I want to know the truth about the affair. What questions should I ask?

Think about it this way: If the affair is a picture, then you need to see its frame (the boundaries of the affair: its start, its end, its extent, etc. See sample questions below.), and you also need to see enough to be able to identify it. You don't need a level of detail that comes by examining every specific aspect of the affair.

Don't be consumed by the need to know everything. You need adequate information but not exhaustive information. You need enough detail to allow you to move toward forgiveness and healing while avoiding those things that will be unnecessary reminders of the affair in the future. I've never had a spouse come to me after recovery and say, "I sure wish I'd ask more details," but I've had quite a few admit that they wish they hadn't insisted on knowing everything.

Questions to avoid asking, at least at the beginning of the healing process:

1. WHY questions.

Even though you may feel a strong need to understand all the reasons for the affair, you are unlikely to get satisfactory answers to WHY questions at this point. There are a few reasons for this:

Your spouse/partner has very limited self-insight into all the motives at work. Since insights are limited, he/she cannot give adequate responses to why questions even if they want to.

Even if they could give you a clear and complete explanation of the influences that empowered their infidelity, it would likely not be satisfying to you now since they do not diminish the reality that, in the end, they made a choice without regard for you.

There may be issues in your relationship that contributed to a vulnerability to the affair. This does not mean you are to blame or that they had an excuse; it simply means that some of these issues may be significant in explaining some of the why questions. But because this sounds like blaming, your partner may not be ready to discuss these things now, and you are not likely ready to hear them without becoming defensive.

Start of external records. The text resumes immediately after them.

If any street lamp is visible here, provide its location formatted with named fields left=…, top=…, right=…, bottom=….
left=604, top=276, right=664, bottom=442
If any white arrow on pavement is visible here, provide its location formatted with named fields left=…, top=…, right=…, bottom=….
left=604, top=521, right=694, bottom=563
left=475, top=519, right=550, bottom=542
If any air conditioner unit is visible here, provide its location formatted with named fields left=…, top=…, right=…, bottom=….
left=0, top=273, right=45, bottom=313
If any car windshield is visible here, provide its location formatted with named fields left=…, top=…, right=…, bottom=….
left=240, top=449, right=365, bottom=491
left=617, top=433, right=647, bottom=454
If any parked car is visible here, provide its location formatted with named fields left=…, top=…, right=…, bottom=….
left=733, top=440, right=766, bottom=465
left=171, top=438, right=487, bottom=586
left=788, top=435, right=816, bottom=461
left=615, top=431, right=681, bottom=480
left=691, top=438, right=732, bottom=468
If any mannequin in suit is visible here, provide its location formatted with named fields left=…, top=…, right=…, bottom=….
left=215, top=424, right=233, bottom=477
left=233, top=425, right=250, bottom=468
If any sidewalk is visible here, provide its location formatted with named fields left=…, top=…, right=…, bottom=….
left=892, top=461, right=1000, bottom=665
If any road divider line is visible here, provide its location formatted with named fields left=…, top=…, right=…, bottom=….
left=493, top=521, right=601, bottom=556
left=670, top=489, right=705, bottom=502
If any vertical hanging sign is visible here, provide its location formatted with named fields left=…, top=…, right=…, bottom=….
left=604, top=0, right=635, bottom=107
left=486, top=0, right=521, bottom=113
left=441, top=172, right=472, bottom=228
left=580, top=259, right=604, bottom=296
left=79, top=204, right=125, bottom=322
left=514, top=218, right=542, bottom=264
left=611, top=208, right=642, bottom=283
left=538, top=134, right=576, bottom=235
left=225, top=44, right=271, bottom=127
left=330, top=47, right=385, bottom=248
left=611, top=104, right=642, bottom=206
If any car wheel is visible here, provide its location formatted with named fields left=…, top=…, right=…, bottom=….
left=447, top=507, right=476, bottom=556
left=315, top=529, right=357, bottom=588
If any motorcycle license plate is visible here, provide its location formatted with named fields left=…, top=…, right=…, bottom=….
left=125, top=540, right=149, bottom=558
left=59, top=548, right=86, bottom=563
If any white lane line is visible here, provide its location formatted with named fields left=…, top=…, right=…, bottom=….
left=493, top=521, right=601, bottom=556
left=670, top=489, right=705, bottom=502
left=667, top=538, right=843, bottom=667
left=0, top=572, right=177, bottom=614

2. Questions that would provide answers you might eventually regret knowing.

There are questions that, although they seem important in trying to gain a full understanding of your spouse's affair behavior, may cause you more grief once you know the answer. Remember, you cannot "unhear" an answer once it is given. I usually discourage questions that link the affair memory to specific places, events, behaviors, etc., since these tend to become constant reminders in years ahead. Avoid details that allow the affair to sink its hooks any deeper into your consciousness, especially specific details about sexual behaviors. Don't give the affair that kind of power. You can always ask more questions later if you want to.

3. Questions your spouse cannot answer.

You will have many questions about your recovery that your spouse cannot answer. You will have to work through these yourself, hopefully with help and support from others, including your counselor. Questions that fall into this category include: How can I learn to trust you again? How can I stop thinking about your affair? Why do I feel guilty? What am I supposed to do with all my anger?

A Sample List of Questions

Note: If possible, seek a trusted person's help to be with you both during the question/answer process. This is an essential part of the process, but most couples need someone to help keep them on track because emotions are so raw and defenses are ready. A trusted counselor can significantly benefit you at this point.

Questions about the beginning of the affair.

  • How did you meet?

  • Who "crossed the line" in your relationship first?

  • Were you sexually involved? If so, around when did you first have sex? (You don’t need a specific date/time/place.)

Questions about affair progression and extent.

  • Where did you get the money to pay for the affair? Approximately how much did you spend?

  • Did you go places socially? (You don’t need to know where.)

  • Did you buy each other gifts? Do you still have anything that was given to you?

  • Does the affair partner know anything private about our family or me? If so, what?

  • How often did you communicate? What are all the ways you communicated (text, phone, email, Facebook, etc.)?

  • How often did you meet?

  • In a rough range, how many times did you have sex?

Questions about the ending of the affair.

  • When was the last time you had sex?

  • When was the last time you had contact of any kind with them?

  • Do they still want to be with you? Still trying to contact you?

Questions about current thinking & behavior.

  • Have you been tested for an STD? Are you willing to be tested?

  • Do you still struggle with wanting to be with the other person?

  • Are you currently attracted to anyone else?

  • What are the reasons for wanting to be with me?

  • What will you do if they to contact you again?

  • Do you have any reminders of the affair (letters, emails, cards, pictures, songs, gifts, souvenirs, etc.)? If so, are you willing to get rid of all of them?

  • What will you do to help me feel safe with you? To assure me that I do not need to fear that you are lying to me again?

  • Is there anything else I haven't asked that you need to tell me? (Any past lie that needs to be corrected? Any important detail that hasn’t been disclosed?)